Koenkk / Z-Stack-firmware

Compilation instructions and hex files for Z-Stack firmwares
MIT License
2.3k stars 640 forks source link

Broadcast is braking the IEEE 802.15.4 network layer. #443

Closed MattWestb closed 1 year ago

MattWestb commented 1 year ago

Patching broadcast is set like this in the firmware:

+// Increase the max number of boardcasts, the default broadcast delivery time is 3 seconds
+// with the value below this will allow for 1 broadcast every 0.15 second
+#define MAX_BCAST 30

I have tying finding what is shall being but have not finding it.

The 802.15.4 network is protecting braodast from storming the network by limiting the broadcast to 8 in one 9 seconds time frame.
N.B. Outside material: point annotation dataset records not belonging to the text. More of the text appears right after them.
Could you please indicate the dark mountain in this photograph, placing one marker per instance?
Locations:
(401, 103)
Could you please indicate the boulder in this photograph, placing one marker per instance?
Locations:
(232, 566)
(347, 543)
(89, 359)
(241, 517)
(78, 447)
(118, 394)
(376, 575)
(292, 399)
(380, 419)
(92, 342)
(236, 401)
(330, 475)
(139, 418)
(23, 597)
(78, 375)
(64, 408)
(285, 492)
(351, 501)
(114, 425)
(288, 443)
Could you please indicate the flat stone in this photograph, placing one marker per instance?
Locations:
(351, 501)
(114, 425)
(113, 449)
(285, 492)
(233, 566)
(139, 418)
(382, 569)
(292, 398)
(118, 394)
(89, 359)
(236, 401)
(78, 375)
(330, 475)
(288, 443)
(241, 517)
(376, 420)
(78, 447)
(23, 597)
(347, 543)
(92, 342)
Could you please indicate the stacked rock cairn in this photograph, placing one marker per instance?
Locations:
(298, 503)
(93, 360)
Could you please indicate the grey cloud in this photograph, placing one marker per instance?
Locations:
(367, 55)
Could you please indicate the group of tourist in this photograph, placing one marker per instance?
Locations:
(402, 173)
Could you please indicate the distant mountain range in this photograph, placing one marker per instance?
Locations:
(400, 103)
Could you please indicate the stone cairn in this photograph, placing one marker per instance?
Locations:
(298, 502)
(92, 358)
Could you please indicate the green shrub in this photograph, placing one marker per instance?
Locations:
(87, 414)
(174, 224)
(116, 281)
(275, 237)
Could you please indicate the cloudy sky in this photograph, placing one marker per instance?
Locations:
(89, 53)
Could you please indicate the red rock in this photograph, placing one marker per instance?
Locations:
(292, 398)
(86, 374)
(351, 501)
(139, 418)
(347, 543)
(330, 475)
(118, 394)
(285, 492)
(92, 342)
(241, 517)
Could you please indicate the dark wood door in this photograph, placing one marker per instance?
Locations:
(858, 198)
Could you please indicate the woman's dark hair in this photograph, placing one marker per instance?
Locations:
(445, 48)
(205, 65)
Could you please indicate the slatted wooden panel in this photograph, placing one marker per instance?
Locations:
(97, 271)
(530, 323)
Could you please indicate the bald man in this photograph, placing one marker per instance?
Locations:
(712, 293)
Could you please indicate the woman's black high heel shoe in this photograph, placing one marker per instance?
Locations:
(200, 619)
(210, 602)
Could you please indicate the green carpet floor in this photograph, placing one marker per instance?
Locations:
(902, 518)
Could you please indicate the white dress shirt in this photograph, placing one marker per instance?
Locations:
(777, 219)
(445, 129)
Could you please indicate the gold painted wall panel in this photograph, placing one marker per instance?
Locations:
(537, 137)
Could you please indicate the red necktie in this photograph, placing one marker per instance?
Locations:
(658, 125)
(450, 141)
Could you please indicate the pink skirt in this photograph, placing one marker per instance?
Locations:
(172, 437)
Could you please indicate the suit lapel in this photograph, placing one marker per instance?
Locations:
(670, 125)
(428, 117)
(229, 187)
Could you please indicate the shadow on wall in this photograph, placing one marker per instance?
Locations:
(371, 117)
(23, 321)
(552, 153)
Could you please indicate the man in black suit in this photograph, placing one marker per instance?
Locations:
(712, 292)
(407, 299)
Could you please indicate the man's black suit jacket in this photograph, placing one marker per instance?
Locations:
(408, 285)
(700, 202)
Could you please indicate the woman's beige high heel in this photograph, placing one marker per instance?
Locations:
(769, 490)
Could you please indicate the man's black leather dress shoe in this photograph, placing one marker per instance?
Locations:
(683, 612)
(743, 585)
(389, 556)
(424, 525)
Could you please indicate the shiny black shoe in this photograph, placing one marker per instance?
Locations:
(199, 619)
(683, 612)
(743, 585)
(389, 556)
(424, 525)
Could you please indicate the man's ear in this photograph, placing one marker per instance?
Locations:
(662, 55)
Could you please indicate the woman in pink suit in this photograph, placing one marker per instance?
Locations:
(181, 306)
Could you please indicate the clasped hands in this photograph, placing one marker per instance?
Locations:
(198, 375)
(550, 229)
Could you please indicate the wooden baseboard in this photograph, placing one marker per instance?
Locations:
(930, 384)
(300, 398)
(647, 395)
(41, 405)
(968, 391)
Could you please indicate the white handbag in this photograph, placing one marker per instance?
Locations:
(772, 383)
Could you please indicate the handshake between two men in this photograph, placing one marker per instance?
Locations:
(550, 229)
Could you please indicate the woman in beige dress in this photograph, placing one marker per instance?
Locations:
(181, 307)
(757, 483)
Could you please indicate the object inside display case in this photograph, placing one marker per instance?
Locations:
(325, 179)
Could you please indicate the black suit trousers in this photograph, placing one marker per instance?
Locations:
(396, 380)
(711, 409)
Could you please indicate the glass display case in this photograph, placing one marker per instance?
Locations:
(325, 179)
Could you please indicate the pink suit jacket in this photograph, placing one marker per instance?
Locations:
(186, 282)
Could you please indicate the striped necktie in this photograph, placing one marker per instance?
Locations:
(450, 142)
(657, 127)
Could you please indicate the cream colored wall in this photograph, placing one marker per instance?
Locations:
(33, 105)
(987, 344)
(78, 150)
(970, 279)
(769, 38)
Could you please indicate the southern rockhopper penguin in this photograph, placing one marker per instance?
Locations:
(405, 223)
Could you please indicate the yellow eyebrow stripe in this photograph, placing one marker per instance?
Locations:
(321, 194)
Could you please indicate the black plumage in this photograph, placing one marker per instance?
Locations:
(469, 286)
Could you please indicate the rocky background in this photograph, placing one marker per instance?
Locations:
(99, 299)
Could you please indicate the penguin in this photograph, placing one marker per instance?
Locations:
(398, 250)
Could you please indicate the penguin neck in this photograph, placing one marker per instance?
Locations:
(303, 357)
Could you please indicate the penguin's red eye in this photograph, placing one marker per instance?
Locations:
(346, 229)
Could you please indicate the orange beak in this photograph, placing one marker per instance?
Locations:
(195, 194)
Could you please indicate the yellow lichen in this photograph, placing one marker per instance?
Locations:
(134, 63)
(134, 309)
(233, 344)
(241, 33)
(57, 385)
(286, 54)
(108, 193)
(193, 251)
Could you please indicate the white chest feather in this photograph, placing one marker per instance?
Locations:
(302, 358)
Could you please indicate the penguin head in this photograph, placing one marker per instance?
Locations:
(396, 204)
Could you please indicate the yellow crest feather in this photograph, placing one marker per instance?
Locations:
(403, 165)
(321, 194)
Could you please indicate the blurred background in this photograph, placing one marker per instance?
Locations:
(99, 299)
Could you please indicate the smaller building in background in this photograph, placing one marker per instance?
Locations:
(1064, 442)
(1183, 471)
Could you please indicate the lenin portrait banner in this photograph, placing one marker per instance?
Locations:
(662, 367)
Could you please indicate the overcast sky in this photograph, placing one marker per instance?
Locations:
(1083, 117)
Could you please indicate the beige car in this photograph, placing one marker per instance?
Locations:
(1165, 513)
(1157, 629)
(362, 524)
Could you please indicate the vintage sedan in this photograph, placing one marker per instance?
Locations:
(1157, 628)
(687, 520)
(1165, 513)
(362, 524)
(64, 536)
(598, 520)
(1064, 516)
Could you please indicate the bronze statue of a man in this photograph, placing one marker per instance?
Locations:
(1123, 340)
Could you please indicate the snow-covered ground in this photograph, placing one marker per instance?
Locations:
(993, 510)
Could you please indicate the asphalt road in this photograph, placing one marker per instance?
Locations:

If one router is getting more broadcasts and and the 8 have not timing out its shall ignoring the new frames = frame is lost silent.

Some references: https://community.silabs.com/s/article/guidelines-for-large-dense-networks-with-emberznet-pro?language=no

Broadcasts:

In a network of any appreciable size, broadcasts should be avoided or minimized wherever possible, and radius of propagation should be limited in cases where the nodes of interest are known to be in close proximity (within a limited number of hops) of the sender. (See note above about hop count being slightly higher in these neighbors due to density.) Furthermore, the ZigBee Pro stack limits the broadcast traffic to about 8 broadcasts in any 9-second window, so any NWK layer broadcast activity (APS broadcasts, APS multicasts, route discoveries, ZDO announcements or broadcast requests, PAN ID / channel / NWK key update notifications) by any node, even one with a 1-hop radius, will count against this limit, and if any node encounters more than this amount of broadcast traffic, it will discard the packet because it can't be tracked against the list of known broadcasts, and we don't want to risk repeating some old broadcast to propagate it unnecessarily.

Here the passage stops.